A caminho de casa, entro num botequim da Gávea para tomar um café junto ao balcão. Na realidade estou adiando o momento de escrever.
A perspectiva me assusta. Gostaria de estar inspirado, de coroar com êxito mais um ano nesta busca do pitoresco ou do irrisório no cotidiano de cada um. Eu pretendia apenas recolher da vida diária algo de seu disperso conteúdo humano, fruto da convivência, que a faz mais digna de ser vivida. Visava ao circunstancial, ao episódico. Nesta perseguição do acidental, quer num flagrante de esquina, quer nas palavras de uma criança ou num acidente doméstico, torno-me simples espectador e perco a noção do essencial.

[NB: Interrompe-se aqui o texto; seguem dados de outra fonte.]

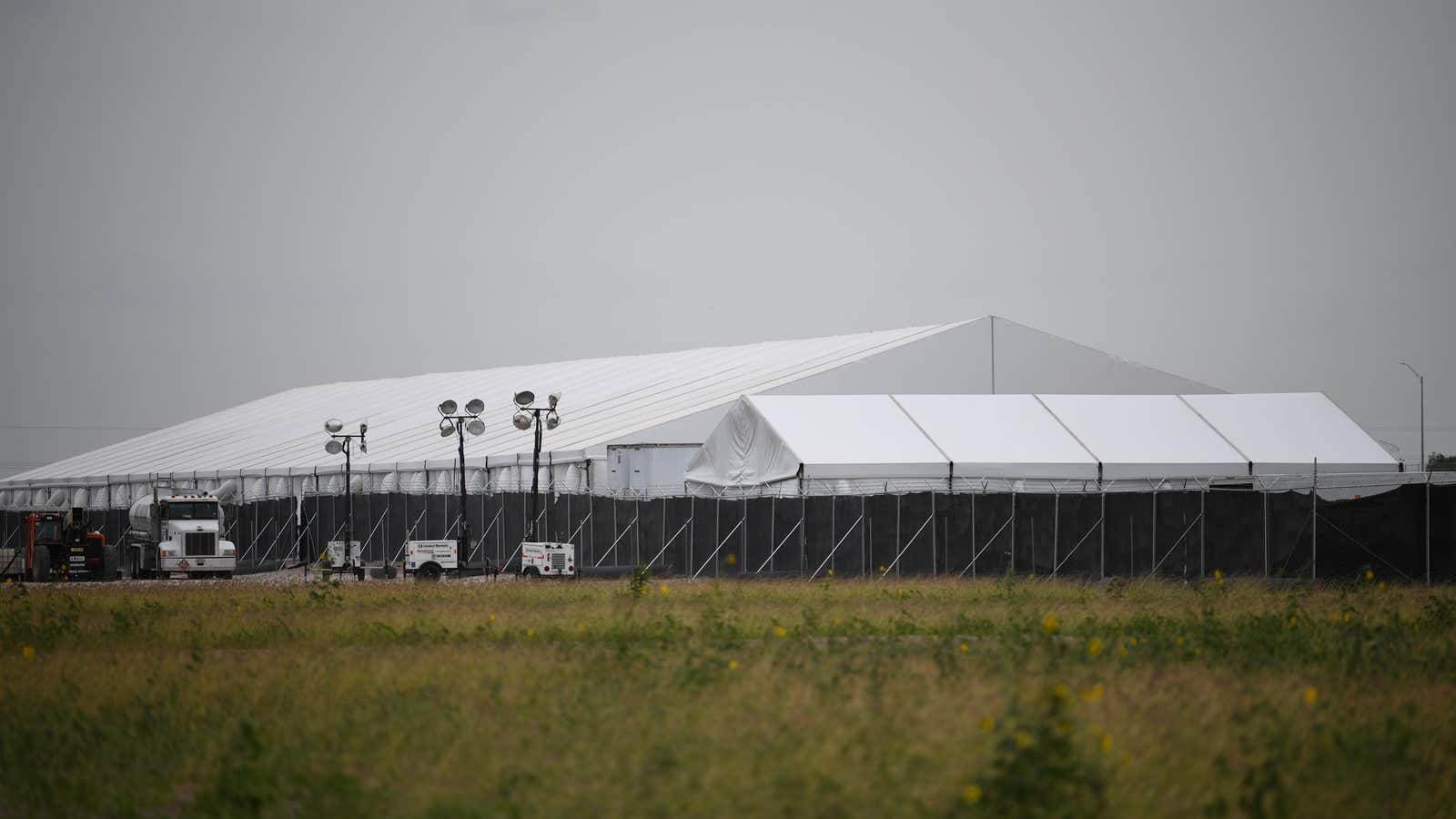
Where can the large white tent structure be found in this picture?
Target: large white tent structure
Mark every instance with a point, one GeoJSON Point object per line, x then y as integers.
{"type": "Point", "coordinates": [967, 446]}
{"type": "Point", "coordinates": [808, 443]}
{"type": "Point", "coordinates": [630, 421]}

Sem mais nada para contar, curvo a cabeça e tomo meu café, enquanto o verso do poeta se repete na lembrança: "assim eu quereria o meu último poema". Não sou poeta e estou sem assunto. Lanço então um último olhar fora de mim, onde vivem os assuntos que merecem uma crônica.
Ao fundo do botequim um casal de pretos acaba de sentar-se, numa das últimas mesas de mármore ao longo da parede de espelhos. A compostura da humildade, na contenção de gestos e palavras, deixa-se acrescentar pela presença de uma negrinha de seus três anos, laço na cabeça, toda arrumadinha no vestido pobre, que se instalou também à mesa: mal ousa balançar as perninhas curtas ou correr os olhos grandes de curiosidade ao redor. Três seres esquivos que compõem em torno à mesa a instituição tradicional da família, célula da sociedade. Vejo, porém, que se preparam para algo mais que matar a fome.

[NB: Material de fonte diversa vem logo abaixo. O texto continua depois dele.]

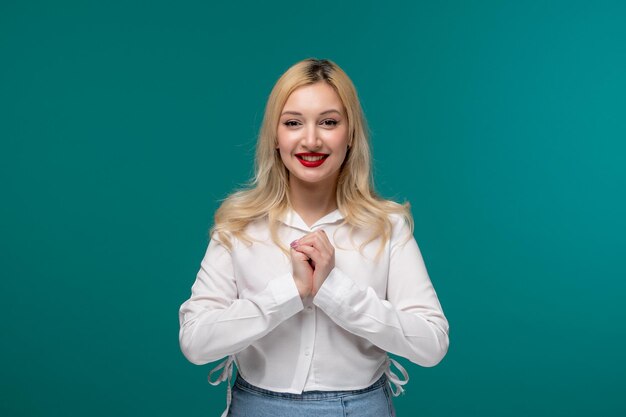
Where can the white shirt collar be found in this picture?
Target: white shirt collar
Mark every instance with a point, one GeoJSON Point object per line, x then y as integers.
{"type": "Point", "coordinates": [292, 218]}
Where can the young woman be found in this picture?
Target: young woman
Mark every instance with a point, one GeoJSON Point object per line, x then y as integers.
{"type": "Point", "coordinates": [310, 278]}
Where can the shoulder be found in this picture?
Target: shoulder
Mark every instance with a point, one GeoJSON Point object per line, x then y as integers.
{"type": "Point", "coordinates": [401, 228]}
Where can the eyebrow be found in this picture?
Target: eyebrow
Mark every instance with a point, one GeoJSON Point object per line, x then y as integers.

Passo a observá-los. O pai, depois de contar o dinheiro que discretamente retirou do bolso, aborda o garçom, inclinando-se para trás na cadeira, e aponta no balcão um pedaço de bolo sob a redoma. A mãe limita-se a ficar olhando imóvel, vagamente ansiosa, como se aguardasse a aprovação do garçom. Este ouve, concentrado, o pedido do homem e depois se afasta para atendê-lo. A mulher suspira, olhando para os lados, a reassegurar-se da naturalidade de sua presença ali. A meu lado o garçom encaminha a ordem do freguês. O homem atrás do balcão apanha a porção do bolo com a mão, larga-o no pratinho -- um bolo simples, amarelo-escuro, apenas uma pequena fatia triangular.
A negrinha, contida na sua expectativa, olha a garrafa de Coca-Cola e o pratinho que o garçom deixou à sua frente. Por que não começa a comer? Vejo que os três, pai, mãe e filha, obedecem em torno à mesa um discreto ritual. A mãe remexe na bolsa de plástico preto e brilhante, retira qualquer coisa. O pai se mune de uma caixa de fósforos, e espera. A filha aguarda também, atenta como um animalzinho. Ninguém mais os observa além de mim.
São três velinhas brancas, minúsculas, que a mãe espeta caprichosamente na fatia do bolo. E enquanto ela serve a Coca-Cola, o pai risca o fósforo e acende as velas. Como a um gesto ensaiado, a menininha repousa o queixo no mármore e sopra com força, apagando as chamas. Imediatamente põe-se a bater palmas, muito compenetrada, cantando num balbucio, a que os pais se juntam, discretos: "parabéns pra você, parabéns pra você..." Depois a mãe recolhe as velas, torna a guardá-las na bolsa. A negrinha agarra finalmente o bolo com as duas mãos sôfregas e põe-se a comê-lo. A mulher está olhando para ela com ternura — ajeita-lhe a fitinha no cabelo crespo, limpa o farelo de bolo que lhe cai ao colo. O pai corre os olhos pelo botequim, satisfeito, como a se convencer intimamente do sucesso da celebração. Dá comigo de súbito, a observá-lo, nossos olhos se encontram, ele se perturba, constrangido — vacila, ameaça abaixar a cabeça, mas acaba sustentando o olhar e enfim se abre num sorriso.

Assim eu quereria minha última crônica: que fosse pura como esse sorriso.